Transformasi Tata Kelola Perusahaan Melalui Pendekatan Implementasi Bertahap
Dalam dunia bisnis yang dinamis, pentingnya transformasi tata kelola perusahaan tidak dapat diabaikan. Sebuah pendekatan sistematis melalui tujuh fase implementasi dapat membantu organisasi mencapai tujuan mereka secara efektif. Berikut adalah penjelasan dari setiap fase yang perlu dipahami oleh para pemimpin dan praktisi bisnis.
Fase 1—Apa Pendorong Perubahan?
Fase pertama dalam pendekatan implementasi melibatkan identifikasi pendorong perubahan saat ini dan menciptakan keinginan untuk berubah di tingkat manajemen eksekutif. Pendorong perubahan dapat berupa peristiwa internal atau eksternal, kondisi, atau isu kunci yang mendorong perubahan. Tren industri, kekurangan kinerja, implementasi perangkat lunak, bahkan tujuan dari perusahaan itu sendiri, semuanya dapat menjadi pendorong perubahan. Risiko yang terkait dengan implementasi program dijelaskan dalam studi kelayakan dan dikelola sepanjang siklus hidup. Persiapan, pemeliharaan, dan pemantauan studi kelayakan merupakan disiplin fundamental dan penting untuk membenarkan, mendukung, dan kemudian memastikan hasil yang sukses untuk setiap inisiatif, termasuk peningkatan sistem tata kelola.

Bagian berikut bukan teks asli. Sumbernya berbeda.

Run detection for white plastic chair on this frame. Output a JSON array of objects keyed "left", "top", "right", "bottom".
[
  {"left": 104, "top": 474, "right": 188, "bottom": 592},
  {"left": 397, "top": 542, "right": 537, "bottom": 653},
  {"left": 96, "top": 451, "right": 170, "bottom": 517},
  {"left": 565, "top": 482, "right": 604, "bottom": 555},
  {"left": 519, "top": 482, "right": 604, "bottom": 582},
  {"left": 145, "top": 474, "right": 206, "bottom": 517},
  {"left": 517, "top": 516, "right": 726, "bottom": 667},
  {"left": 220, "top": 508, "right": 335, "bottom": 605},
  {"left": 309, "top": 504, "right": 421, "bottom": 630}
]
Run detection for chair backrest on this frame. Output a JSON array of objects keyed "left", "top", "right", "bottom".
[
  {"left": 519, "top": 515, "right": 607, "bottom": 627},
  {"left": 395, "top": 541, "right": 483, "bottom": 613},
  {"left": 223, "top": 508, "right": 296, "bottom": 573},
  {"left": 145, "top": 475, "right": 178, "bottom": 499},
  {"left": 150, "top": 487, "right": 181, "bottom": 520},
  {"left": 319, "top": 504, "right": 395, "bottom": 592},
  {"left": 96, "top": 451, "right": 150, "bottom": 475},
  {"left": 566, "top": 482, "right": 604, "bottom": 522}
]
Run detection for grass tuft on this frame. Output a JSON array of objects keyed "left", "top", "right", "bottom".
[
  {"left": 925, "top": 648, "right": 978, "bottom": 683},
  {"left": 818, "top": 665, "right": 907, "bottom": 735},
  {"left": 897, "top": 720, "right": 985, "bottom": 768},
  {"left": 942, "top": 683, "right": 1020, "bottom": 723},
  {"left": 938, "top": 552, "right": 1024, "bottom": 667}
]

Fase 2—Di Mana Posisi Kita Saat Ini?
Fase kedua menyelaraskan tujuan terkait TI dengan strategi dan risiko perusahaan, serta memprioritaskan tujuan perusahaan yang paling penting. Panduan Desain COBIT® 2019 menyediakan beberapa faktor desain untuk membantu dengan seleksi. Berdasarkan tujuan perusahaan dan TI yang dipilih dan faktor desain lainnya, perusahaan harus mengidentifikasi tujuan tata kelola dan manajemen kritis serta proses-proses yang memiliki kemampuan cukup untuk memastikan hasil yang sukses.
Fase 3—Kemana Kita Ingin Berada?
Fase ketiga menetapkan target untuk peningkatan diikuti oleh analisis kesenjangan untuk mengidentifikasi solusi potensial. Beberapa solusi akan menjadi kemenangan cepat dan lainnya tugas jangka panjang yang lebih menantang. Prioritas harus diberikan kepada proyek yang lebih mudah dicapai dan kemungkinan memberikan manfaat terbesar.
Fase 4—Apa yang Perlu Dilakukan?
Fase keempat mendeskripsikan cara merencanakan solusi yang layak dan praktis dengan mendefinisikan proyek yang didukung oleh studi kelayakan yang dapat dibenarkan dan rencana perubahan untuk implementasi.
Fase 5—Bagaimana Kita Sampai Di Sana?
Fase kelima menyediakan implementasi solusi yang diusulkan melalui praktik sehari-hari dan menetapkan ukuran serta sistem pemantauan untuk memastikan bahwa penyelarasan bisnis tercapai dan kinerja dapat diukur.
Fase 6—Apakah Kita Sudah Sampai Di Sana?
Fase keenam berfokus pada transisi berkelanjutan dari praktik tata kelola dan manajemen yang telah ditingkatkan ke dalam operasi bisnis normal. Fase ini juga berfokus pada pemantauan pencapaian perbaikan menggunakan metrik kinerja dan manfaat yang diharapkan.
Fase 7—Bagaimana Kita Menjaga Momentum?
Fase ketujuh meninjau kesuksesan keseluruhan dari inisiatif, mengidentifikasi kebutuhan tata kelola atau manajemen lebih lanjut dan memperkuat kebutuhan untuk peningkatan berkelanjutan. Fase ini juga memprioritaskan peluang lebih lanjut untuk meningkatkan sistem tata kelola.
Pendekatan bertahap ini menunjukkan betapa kritisnya proses yang terorganisir dan terukur dalam mencapai transformasi tata kelola yang efektif. Memahami setiap fase dan menjalankannya dengan disiplin adalah kunci untuk mencapai tata kelola perusahaan yang tangguh dan responsif terhadap dinamika pasar yang terus berubah.